You are viewing a plain text version of this content. The canonical link for it is here.
Posted to user@crunch.apache.org by Kristoffer Sjögren <st...@gmail.com> on 2014/02/19 22:01:45 UTC

Running crunch on remote jobtracker

Hi

Im running the crunch wordcount example using ToolRunner.run (from
intellij) and data is read from hdfs but the actual job is running locally
instead of on the remote cluster.

Do I need to use hadoop jar command using a pre packaged jar? Or is there
any way to  kick off a remote job?

Cheers,
-Kristoffer

Re: Running crunch on remote jobtracker

Posted by Kristoffer Sjögren <st...@gmail.com>.
Hi Chao

Yes, that was exactly what I was missing.

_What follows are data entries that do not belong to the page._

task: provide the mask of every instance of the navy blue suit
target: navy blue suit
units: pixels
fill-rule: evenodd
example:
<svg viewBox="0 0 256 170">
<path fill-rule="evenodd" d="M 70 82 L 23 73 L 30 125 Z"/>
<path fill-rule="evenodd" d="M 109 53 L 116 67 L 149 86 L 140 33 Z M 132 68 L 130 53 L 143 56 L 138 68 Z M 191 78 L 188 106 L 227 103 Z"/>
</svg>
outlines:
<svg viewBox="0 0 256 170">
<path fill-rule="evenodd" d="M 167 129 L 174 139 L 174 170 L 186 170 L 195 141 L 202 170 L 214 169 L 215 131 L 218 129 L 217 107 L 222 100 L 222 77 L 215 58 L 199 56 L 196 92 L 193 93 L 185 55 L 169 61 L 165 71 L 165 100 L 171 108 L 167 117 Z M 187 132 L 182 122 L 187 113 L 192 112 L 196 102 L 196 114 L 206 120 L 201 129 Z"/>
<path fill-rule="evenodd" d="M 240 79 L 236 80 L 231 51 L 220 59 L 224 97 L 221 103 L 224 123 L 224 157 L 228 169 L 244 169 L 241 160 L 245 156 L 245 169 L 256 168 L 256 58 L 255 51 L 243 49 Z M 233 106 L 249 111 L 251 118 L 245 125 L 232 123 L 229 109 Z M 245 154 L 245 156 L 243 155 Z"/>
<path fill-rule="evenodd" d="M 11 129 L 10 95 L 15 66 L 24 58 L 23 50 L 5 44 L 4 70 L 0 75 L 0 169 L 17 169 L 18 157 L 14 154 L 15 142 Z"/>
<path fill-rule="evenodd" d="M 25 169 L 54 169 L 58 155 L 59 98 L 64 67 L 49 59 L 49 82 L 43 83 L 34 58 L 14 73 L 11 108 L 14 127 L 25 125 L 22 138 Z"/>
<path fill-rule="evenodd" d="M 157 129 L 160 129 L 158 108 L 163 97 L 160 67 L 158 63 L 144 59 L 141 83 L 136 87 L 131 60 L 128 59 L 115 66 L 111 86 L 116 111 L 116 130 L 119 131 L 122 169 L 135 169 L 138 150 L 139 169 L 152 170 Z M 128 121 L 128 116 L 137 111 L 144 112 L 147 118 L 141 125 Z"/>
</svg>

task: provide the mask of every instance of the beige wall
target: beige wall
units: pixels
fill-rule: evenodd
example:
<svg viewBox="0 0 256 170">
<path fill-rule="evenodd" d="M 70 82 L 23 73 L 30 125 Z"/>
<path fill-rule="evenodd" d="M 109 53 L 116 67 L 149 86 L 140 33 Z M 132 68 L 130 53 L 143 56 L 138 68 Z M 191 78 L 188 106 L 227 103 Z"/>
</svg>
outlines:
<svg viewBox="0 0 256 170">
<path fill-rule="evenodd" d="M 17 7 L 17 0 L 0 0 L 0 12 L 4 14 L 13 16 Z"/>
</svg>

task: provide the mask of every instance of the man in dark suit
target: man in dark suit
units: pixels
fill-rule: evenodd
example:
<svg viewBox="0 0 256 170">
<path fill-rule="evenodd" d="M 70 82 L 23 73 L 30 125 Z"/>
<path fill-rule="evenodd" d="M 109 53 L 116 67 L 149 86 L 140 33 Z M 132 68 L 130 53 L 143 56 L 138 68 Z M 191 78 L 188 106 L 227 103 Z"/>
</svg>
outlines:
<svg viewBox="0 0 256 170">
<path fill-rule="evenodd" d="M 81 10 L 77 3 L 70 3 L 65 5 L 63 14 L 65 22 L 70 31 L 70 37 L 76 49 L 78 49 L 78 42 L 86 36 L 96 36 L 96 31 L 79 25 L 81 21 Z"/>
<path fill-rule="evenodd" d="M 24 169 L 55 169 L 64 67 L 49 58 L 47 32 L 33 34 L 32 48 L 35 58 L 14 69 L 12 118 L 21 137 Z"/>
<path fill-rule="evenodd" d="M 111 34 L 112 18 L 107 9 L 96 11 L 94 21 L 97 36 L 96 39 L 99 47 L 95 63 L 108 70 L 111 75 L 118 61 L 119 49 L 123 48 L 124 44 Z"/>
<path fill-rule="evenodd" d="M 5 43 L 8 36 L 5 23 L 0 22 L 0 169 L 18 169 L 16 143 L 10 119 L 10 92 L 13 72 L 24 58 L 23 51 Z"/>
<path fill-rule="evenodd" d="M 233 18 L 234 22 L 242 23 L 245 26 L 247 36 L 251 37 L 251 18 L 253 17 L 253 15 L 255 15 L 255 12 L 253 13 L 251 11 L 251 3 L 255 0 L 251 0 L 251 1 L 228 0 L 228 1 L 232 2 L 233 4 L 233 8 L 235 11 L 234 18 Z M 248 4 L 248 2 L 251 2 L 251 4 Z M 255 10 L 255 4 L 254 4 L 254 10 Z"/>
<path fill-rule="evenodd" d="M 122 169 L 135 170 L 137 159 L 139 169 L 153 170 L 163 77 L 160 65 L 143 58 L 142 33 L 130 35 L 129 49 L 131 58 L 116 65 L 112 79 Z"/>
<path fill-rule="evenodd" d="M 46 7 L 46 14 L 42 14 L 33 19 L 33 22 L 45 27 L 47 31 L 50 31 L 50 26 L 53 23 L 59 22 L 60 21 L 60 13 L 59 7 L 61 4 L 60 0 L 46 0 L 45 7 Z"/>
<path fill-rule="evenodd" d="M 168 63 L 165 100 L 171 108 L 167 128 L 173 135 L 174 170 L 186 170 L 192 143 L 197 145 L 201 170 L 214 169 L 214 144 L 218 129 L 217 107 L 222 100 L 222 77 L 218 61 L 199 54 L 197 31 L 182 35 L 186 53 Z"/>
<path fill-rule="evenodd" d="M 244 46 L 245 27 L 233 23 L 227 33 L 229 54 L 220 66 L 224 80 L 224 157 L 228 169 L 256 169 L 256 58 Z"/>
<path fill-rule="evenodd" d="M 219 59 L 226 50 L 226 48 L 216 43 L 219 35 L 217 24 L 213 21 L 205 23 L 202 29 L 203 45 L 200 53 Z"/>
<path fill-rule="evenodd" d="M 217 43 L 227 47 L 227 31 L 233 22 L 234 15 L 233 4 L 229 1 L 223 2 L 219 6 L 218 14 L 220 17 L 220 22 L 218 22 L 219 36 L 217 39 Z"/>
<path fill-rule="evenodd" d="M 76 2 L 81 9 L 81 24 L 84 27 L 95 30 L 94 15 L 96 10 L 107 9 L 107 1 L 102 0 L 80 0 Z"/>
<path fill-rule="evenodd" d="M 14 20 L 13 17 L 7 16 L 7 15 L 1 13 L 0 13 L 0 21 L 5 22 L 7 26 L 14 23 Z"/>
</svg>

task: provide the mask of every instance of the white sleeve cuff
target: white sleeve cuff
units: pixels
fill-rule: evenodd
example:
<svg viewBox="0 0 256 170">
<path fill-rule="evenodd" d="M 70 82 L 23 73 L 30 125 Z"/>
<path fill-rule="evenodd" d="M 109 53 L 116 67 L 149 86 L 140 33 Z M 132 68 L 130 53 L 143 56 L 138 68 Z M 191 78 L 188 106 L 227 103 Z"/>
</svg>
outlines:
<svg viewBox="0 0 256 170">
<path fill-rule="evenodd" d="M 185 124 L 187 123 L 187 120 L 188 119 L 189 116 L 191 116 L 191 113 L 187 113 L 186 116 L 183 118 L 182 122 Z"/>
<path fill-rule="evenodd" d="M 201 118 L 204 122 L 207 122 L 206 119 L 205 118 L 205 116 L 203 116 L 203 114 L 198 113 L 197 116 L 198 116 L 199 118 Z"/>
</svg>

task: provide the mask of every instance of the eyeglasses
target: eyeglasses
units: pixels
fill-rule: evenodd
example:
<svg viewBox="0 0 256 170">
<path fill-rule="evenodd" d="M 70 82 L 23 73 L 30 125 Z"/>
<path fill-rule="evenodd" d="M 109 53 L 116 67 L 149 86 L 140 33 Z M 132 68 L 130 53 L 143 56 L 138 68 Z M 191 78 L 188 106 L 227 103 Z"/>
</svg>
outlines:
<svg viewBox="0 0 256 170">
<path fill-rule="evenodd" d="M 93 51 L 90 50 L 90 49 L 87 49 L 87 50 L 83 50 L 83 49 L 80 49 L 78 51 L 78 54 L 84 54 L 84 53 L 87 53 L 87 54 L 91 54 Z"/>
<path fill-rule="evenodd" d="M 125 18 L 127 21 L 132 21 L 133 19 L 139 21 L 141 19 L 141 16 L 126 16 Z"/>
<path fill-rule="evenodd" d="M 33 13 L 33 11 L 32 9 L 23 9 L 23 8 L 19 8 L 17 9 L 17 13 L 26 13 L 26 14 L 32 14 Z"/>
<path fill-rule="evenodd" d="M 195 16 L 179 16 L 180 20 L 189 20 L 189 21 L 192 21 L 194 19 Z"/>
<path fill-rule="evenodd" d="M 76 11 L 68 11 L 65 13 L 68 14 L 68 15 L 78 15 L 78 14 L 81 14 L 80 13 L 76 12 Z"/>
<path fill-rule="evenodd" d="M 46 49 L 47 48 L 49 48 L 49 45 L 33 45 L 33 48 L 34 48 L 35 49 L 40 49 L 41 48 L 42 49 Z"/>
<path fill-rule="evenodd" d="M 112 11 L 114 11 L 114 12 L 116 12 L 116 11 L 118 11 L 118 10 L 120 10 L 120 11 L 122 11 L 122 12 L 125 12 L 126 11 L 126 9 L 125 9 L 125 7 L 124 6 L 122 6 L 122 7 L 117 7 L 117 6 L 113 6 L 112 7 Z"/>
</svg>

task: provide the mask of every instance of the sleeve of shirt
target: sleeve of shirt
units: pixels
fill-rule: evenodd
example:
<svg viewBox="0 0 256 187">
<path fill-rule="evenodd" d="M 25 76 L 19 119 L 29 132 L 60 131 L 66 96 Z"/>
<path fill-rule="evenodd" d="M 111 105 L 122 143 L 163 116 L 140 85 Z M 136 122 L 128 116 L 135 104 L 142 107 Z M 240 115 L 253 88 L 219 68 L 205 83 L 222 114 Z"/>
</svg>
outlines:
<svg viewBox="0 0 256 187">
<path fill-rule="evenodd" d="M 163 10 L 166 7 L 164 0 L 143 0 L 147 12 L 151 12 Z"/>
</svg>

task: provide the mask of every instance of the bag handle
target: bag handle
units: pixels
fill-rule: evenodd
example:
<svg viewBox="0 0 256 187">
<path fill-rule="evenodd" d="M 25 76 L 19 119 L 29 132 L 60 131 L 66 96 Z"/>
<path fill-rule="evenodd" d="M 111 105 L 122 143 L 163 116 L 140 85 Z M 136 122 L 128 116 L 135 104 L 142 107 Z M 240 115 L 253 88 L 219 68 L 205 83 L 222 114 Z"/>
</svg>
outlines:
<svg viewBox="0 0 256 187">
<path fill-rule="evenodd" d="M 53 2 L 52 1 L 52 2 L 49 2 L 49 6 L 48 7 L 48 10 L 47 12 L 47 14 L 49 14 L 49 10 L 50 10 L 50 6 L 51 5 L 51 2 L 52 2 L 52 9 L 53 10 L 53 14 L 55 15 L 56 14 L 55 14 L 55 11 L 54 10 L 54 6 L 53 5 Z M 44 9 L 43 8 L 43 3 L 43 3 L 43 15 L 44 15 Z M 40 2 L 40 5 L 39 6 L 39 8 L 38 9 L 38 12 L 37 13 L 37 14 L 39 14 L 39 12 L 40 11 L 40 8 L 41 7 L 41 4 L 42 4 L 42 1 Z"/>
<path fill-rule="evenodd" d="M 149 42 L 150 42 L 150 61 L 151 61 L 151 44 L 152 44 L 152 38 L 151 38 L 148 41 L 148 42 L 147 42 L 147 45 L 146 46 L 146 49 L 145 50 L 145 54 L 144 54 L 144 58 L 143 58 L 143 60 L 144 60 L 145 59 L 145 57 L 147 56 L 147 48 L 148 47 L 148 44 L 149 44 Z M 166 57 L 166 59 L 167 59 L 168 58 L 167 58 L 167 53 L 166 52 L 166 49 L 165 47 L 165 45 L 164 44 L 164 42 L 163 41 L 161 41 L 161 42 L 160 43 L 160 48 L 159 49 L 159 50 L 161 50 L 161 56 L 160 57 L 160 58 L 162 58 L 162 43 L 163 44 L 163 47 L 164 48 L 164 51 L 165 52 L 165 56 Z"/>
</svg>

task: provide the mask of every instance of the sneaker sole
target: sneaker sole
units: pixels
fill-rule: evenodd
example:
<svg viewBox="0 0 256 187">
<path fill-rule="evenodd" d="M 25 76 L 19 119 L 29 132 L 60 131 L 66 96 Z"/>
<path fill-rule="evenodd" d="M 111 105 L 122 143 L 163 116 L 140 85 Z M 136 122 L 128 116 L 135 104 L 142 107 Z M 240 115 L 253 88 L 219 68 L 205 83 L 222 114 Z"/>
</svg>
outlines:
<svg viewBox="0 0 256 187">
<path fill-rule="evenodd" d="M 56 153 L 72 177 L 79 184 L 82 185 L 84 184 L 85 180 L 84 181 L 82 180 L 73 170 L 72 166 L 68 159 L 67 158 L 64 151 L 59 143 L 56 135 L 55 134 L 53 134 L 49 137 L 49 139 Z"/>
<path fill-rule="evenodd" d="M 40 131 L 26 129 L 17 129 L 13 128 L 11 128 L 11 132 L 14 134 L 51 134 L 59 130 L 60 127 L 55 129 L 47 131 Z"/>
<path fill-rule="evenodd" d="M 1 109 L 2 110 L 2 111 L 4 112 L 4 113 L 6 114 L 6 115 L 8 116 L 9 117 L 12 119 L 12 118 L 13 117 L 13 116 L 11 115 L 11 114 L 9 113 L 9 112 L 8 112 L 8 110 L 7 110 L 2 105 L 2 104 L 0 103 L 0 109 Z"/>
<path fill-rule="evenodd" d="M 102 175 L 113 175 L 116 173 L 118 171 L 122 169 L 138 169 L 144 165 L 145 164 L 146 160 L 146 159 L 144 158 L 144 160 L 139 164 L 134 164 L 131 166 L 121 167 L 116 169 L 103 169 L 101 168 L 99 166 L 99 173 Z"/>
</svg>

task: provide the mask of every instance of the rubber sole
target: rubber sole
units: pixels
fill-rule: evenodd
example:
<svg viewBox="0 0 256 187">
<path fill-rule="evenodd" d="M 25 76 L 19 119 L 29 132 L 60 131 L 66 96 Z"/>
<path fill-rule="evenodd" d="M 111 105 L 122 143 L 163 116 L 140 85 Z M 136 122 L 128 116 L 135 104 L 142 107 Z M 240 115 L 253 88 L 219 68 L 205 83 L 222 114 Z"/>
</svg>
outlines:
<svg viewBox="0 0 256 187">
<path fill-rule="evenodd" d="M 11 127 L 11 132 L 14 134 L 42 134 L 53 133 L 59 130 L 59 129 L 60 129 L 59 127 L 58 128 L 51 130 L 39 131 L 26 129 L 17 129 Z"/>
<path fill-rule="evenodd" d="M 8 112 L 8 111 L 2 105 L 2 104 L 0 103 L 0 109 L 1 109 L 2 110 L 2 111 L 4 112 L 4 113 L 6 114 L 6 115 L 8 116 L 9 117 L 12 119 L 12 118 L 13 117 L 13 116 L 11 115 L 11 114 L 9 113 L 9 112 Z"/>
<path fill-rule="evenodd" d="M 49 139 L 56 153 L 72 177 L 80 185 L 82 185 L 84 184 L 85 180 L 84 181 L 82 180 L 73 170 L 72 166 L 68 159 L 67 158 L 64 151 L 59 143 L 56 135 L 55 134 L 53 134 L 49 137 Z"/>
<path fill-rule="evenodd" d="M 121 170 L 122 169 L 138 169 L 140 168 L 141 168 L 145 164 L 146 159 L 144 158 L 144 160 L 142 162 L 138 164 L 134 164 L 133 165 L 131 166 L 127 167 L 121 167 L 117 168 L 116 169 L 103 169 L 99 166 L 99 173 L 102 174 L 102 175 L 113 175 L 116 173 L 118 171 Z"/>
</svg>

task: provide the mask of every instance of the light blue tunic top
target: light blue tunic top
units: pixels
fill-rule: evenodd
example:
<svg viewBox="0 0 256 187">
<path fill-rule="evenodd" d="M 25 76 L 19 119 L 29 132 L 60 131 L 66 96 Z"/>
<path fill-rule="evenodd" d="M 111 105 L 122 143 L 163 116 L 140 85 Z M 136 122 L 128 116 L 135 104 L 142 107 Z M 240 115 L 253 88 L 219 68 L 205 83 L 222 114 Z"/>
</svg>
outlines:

1) Set hadoop configuration property mapred.job.tracker to the remote
address on port 8021.
2) Use the DistributedCache to upload jar dependencies like so
DistributedCache.addFileToClassPath(new
Path("/tmp/crunch-core-0.8.0-cdh4.3.0.jar"), hadoopConf);

Thanks,
-Kristoffer



On Fri, Feb 21, 2014 at 4:23 AM, Chao Shi <st...@live.com> wrote:

> Hi Kristoffer,
>
> As far as I can tell, you have to package classes into jar before
> submitting a job.
>
> "hadoop jar" is the simplest approach to submit jobs. There are other
> approaches though. MR uses mapred.job.tracker to determine whether to run
> job remotely or locally. "hadoop jar" command will set it to the configured
> job tracker address automatically, so the job is submitted to a remote
> cluster.
>
>
> 2014-02-20 5:01 GMT+08:00 Kristoffer Sjögren <st...@gmail.com>:
>
> Hi
>>
>> Im running the crunch wordcount example using ToolRunner.run (from
>> intellij) and data is read from hdfs but the actual job is running locally
>> instead of on the remote cluster.
>>
>> Do I need to use hadoop jar command using a pre packaged jar? Or is there
>> any way to  kick off a remote job?
>>
>> Cheers,
>> -Kristoffer
>>
>
>

Re: Running crunch on remote jobtracker

Posted by Chao Shi <st...@live.com>.
Hi Kristoffer,

As far as I can tell, you have to package classes into jar before
submitting a job.

"hadoop jar" is the simplest approach to submit jobs. There are other
approaches though. MR uses mapred.job.tracker to determine whether to run
job remotely or locally. "hadoop jar" command will set it to the configured
job tracker address automatically, so the job is submitted to a remote
cluster.


2014-02-20 5:01 GMT+08:00 Kristoffer Sjögren <st...@gmail.com>:

> Hi
>
> Im running the crunch wordcount example using ToolRunner.run (from
> intellij) and data is read from hdfs but the actual job is running locally
> instead of on the remote cluster.
>
> Do I need to use hadoop jar command using a pre packaged jar? Or is there
> any way to  kick off a remote job?
>
> Cheers,
> -Kristoffer
>